Personal information
- Full name: Ernest Harry Gill
- Date of birth: 24 August 1877
- Place of birth: Mountsorrel, England
- Date of death: 1 June 1950 (aged 72)
- Place of death: Drypool, England
- Height: 5 ft 9 in (1.75 m)
- Position: Full-back

Youth career
- Poole White Star
- Bridgwater Town

Senior career*
- Years: Team / Apps / (Gls)
- Bristol City
- Grimsby Town
- 1899–1900: Southampton / 1 / (0)
- 1900–1901: Freemantle
- 1901–1902: Leicester Fosse / 1 / (0)
- Melton Amateurs
- Excelsior Thursday

Cricket information
- Batting: Right-handed
- Bowling: Right-arm fast-medium

Domestic team information
- 1901: Leicestershire

Career statistics
| Competition | First-class |
| Matches | 5 |
| Runs scored | 23 |
| Batting average | 11.50 |
| 100s/50s | 0/0 |
| Top score | 11* |
| Balls bowled | 831 |
| Wickets | 12 |
| Bowling average | 34.41 |
| 5 wickets in innings | 0 |
| 10 wickets in match | 0 |
| Best bowling | 3/61 |
| Catches/stumpings | 3/– |
- Source: CricInfo, 16 August 2009

= Ernest Gill =

English footballer and cricketer

Ernest Harry Gill (24 August 1877 – 1 June 1950) was an English amateur footballer who made single appearances at right-back for Southampton in 1900 and for Leicester Fosse in 1901. He also made five appearances for Leicestershire County Cricket Club in 1901.

==Football career==
Gill was born in Mountsorrel, Leicestershire before moving to South West England where he played as an amateur for White Star (Poole), Bridgwater Town and Bristol City (without making any first-team appearances). His performances earned him a call-up to represent the Somerset County Football Association.

After playing for Grimsby Town reserves, he was offered a trial by Southern League champions, Southampton. He made his solitary appearance for the "Saints" on 17 March 1900, when he took the place of Peter Meechan at right-back against Sheppey United. Although the match was won 5–0 (with two goals each from former England internationals Alf Milward and Harry Wood), Gill had a poor game. Nonetheless, the Southampton board offered him a position with the club, which Gill decided to decline.

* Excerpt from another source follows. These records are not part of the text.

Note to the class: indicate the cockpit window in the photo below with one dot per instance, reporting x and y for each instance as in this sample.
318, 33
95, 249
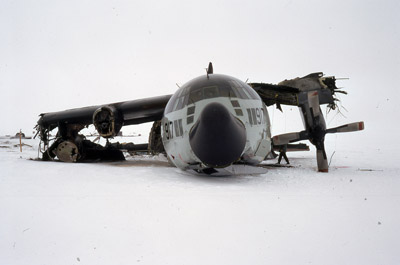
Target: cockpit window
211, 92
201, 88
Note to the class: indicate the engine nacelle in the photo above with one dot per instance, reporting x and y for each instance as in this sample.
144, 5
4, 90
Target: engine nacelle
107, 121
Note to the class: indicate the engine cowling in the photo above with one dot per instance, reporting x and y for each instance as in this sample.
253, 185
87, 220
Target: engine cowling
107, 121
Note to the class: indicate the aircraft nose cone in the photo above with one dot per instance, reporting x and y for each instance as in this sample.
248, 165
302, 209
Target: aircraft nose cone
217, 138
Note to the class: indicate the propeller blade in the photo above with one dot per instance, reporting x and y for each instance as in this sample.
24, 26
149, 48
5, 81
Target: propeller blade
286, 138
322, 160
351, 127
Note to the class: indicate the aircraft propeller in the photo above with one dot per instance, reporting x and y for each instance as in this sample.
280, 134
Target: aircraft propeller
315, 130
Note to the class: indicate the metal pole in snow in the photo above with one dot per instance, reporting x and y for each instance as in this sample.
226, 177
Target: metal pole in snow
20, 140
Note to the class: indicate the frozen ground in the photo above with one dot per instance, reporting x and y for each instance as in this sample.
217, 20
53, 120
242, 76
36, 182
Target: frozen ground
144, 212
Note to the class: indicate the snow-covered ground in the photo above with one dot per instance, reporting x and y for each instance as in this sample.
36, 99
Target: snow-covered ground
144, 212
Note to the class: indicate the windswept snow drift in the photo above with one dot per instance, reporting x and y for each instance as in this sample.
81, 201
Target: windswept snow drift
146, 212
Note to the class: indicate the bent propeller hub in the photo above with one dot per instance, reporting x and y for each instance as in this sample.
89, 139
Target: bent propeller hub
217, 138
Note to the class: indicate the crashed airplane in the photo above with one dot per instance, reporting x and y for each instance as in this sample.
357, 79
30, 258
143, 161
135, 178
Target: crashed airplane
212, 124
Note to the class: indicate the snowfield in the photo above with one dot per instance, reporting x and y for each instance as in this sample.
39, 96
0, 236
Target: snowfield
143, 211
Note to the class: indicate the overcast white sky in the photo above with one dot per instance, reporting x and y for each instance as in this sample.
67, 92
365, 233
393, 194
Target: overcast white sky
56, 55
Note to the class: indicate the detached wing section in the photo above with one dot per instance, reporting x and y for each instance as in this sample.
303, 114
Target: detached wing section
308, 93
68, 145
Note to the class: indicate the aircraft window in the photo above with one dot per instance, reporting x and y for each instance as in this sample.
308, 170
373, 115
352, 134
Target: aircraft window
225, 91
210, 92
236, 86
196, 95
180, 104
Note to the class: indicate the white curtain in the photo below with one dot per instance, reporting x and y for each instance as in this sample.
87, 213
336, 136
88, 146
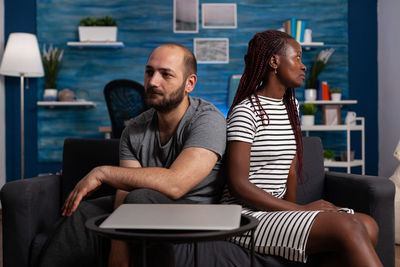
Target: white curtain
2, 105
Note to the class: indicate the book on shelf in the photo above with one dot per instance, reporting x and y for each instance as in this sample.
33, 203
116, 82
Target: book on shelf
295, 28
319, 90
325, 91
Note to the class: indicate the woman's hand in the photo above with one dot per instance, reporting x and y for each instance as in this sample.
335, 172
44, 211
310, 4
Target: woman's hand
321, 205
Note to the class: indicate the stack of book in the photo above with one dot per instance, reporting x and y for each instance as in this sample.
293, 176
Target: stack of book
295, 28
323, 90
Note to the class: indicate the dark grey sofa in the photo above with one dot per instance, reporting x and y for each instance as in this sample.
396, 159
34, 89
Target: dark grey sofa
31, 207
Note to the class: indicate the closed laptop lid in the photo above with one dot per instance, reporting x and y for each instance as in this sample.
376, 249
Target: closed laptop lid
174, 217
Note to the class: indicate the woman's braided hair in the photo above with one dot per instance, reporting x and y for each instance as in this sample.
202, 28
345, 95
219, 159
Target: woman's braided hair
261, 48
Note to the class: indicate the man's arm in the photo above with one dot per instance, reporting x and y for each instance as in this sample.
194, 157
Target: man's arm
119, 251
191, 166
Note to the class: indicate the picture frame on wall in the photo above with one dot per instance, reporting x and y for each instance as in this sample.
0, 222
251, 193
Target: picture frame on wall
186, 16
219, 16
211, 50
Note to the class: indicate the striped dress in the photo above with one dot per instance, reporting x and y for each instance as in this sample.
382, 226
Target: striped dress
273, 147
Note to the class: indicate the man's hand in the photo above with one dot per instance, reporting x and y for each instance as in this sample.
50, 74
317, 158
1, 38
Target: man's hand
86, 186
321, 205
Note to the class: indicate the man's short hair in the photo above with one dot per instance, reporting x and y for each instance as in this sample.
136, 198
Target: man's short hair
189, 60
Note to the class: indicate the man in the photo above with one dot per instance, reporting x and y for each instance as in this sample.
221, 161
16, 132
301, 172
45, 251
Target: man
168, 154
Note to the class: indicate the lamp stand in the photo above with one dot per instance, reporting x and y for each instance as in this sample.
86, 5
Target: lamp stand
22, 128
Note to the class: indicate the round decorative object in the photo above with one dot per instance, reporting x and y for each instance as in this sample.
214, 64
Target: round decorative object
50, 94
307, 120
66, 95
336, 96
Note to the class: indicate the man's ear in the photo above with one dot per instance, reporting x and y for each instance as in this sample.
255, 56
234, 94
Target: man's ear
274, 61
190, 83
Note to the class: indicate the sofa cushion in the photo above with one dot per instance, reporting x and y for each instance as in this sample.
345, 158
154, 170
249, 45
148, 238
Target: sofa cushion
80, 156
313, 171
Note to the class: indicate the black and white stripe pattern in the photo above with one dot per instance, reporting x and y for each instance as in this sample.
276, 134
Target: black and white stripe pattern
273, 147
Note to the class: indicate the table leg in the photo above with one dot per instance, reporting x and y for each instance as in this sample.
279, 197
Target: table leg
144, 257
100, 252
196, 263
252, 248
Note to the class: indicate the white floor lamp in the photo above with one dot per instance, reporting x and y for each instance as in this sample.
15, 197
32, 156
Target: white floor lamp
22, 58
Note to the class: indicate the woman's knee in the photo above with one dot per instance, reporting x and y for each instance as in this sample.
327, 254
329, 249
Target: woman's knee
333, 230
146, 196
371, 226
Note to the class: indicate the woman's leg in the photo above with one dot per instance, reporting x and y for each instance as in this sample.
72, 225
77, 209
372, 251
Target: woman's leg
371, 226
346, 236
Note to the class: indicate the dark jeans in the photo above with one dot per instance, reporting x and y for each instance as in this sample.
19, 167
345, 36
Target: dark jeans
73, 245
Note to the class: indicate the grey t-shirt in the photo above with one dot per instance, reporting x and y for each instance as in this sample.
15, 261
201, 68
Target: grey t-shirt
202, 126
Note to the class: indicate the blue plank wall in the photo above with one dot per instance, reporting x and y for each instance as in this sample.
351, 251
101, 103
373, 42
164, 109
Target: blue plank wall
143, 25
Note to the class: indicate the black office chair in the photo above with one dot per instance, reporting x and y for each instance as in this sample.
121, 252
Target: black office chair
125, 100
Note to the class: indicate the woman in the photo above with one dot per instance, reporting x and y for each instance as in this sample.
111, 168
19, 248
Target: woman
264, 142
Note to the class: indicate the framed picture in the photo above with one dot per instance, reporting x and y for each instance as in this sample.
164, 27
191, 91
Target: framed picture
217, 16
211, 50
186, 16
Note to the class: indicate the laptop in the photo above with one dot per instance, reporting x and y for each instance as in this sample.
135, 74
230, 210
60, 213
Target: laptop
174, 217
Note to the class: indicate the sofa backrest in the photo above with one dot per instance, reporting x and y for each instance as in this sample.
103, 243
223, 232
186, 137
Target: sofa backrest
313, 171
80, 156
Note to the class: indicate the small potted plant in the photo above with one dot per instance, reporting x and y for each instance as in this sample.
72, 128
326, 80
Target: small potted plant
93, 29
336, 94
308, 116
329, 155
52, 59
316, 68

He subsequently turned out for local rivals, Freemantle, before moving back to his home county in 1901. He then signed for Leicester Fosse of the Football League Second Division, making one appearance at left-back, replacing George Swift.

==Cricket career==
During the summer of 1901, Gill made five appearances for Leicestershire, in which he scored a total of 23 runs and took 12 wickets, at averages of 11.50 and 34.41 respectively.

==Family==
His brother, George Gill also played cricket for Leicestershire, as well as for London County and Somerset.